The health of the American people has risen and fallen with fluctuations in the health of its poorest. Although more vulnerable in the past, the affluent have generally managed, major epidemics aside, to stay healthier than other Americans. Going back centuries, they regularly had nutritious food, usually clean water, decent shelter, and the ability to leave town in malarial season. The lower classes, particularly their children, were ill in normal times and especially vulnerable to periodic epidemics. One of modern America’s great achievements is the extension of the average life span, from about 40 years for a just-born infant several generations ago to about 80 years now.
That doubling was accomplished largely by improving the health of less fortunate Americans through public health projects. In a new paper, the eminent economic historian Dora Costa provides an overview of America’s health history which emphasizes the importance of those projects in the late 19th century. Reading her essay raises the question, Where are the equivalent public health projects of the early 21st century?
America’s health history is not one of steady progress. In the 18th and early 19th centuries, Americans lived notably longer and healthier lives than Europeans did. That era probably created the enduring image of the big and hearty American, an image that outlasted reality. In the mid-19th-century, Americans’ health deteriorated. Average life spans shortened and average height, a good indicator of childhood health, shrank. The reasons for this regression are still uncertain but probably entail both higher infection rates in the growing cities and reduced nutrition around the nation. Americans’ health then improved sharply over the course of the twentieth century, although we are now behind Europeans in height and, indeed, probably last among comparable nations in health overall. (See earlier posts, here and here, for details.)
Costa suggests that America’s health history has four phases:
The first period, in the 1700s and early 1800s, was one of a relatively good disease environment and high nutritional availability…. The second period, from the 1830s to the 1880s, was one of a worsening of the disease environment (and perhaps of nutritional availability)…. starkest in urban areas. The third period, from the 1880s to the early 1900s, saw the introduction of a new technology – public health. The new technology was a public good. In contrast, during the fourth period, from the 1930s or 1950s to the present, the new health producing technologies were private goods [drugs, therapies, and “effective health habits”].
While the current, fourth phase is certainly extending lives, health improvements these days are minor compared to those achieved in the third phase, the era of major public health investments. Progress today depends much more on individual initiative and resources. Eventually, new drugs become generic, new treatments become standard practice, and new ideas spread, helping most Americans. But in each case, the well-off are years ahead of others in reaping the benefits. The dynamics of the previous, third phase were quite different.
Health as a Public Good
In the late 19th and early 20th century, local, state, and federal authorities (and in some cases, philanthropies) invested heavily in public projects that largely eliminated or contained the spread of infections — projects such as sewage systems, water treatment plants, mass vaccinations, milk and food inspections, housing codes, and hookworm and malaria reduction campaigns. Also, relief campaigns in bad times sustained nutrition among the unfortunate. These public initiatives were dramatically effective, propelling Americans to longer and healthier lives in the 20th century.
Costa asks: Why were affluent Americans c. 1900 willing to pay for costly projects that mainly helped the poor, the immigrant, and the black? She speculates that their support was self-interested. The well-off understood, germ theory now being accepted, that by stopping epidemics and reducing the circulation of infections, most of these initiatives helped protect their own families, too.
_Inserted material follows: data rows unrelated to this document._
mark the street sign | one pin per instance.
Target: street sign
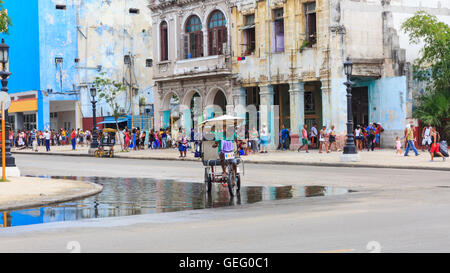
(5, 99)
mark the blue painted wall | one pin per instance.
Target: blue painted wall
(389, 99)
(57, 38)
(23, 40)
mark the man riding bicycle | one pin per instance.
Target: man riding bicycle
(225, 147)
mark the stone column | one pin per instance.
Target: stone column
(326, 104)
(268, 113)
(239, 101)
(297, 101)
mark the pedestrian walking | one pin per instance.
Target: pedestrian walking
(410, 140)
(426, 137)
(359, 137)
(398, 146)
(435, 137)
(332, 139)
(284, 134)
(322, 139)
(314, 136)
(304, 139)
(34, 137)
(254, 139)
(47, 137)
(73, 139)
(264, 134)
(371, 137)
The U.S. now trails the western world in overall health. What are the 21st century public projects that might improve our health? Universal health insurance, particularly with its provision of preventative care, comes to mind. However, Costa notes that research so far has found that insurance expansion saves Americans money but does not necessarily improve their health. Another direction is to expand “nanny-state” nudges toward better health behavior. The anti-smoking campaign is a model: higher taxes, public service advertising, and constricting regulations have reduced smoking and improved health. Would Americans support similar campaigns to discourage sugar and fat consumption or to encourage more exercise? The backlash against former New York Mayor Bloomberg’s effort to restrict sugary sodas suggests not. What about stronger regulation of environmental risks? The recent trend here seems in the other direction, as illustrated by toxic spills into drinking supplies.
Is there a will this century among the better-off to pay for public health projects that would mainly help the less well-off? Politicians have been eager in recent decades to support R&D on major chronic diseases, but most of that work leads to private Big Pharma applications and individual treatments.
Perhaps it falls to the health-cost crisis faced by Medicare and by purchasers of private insurance like major corporations to generate the 21st century willpower needed to improve the wider public health for the public good.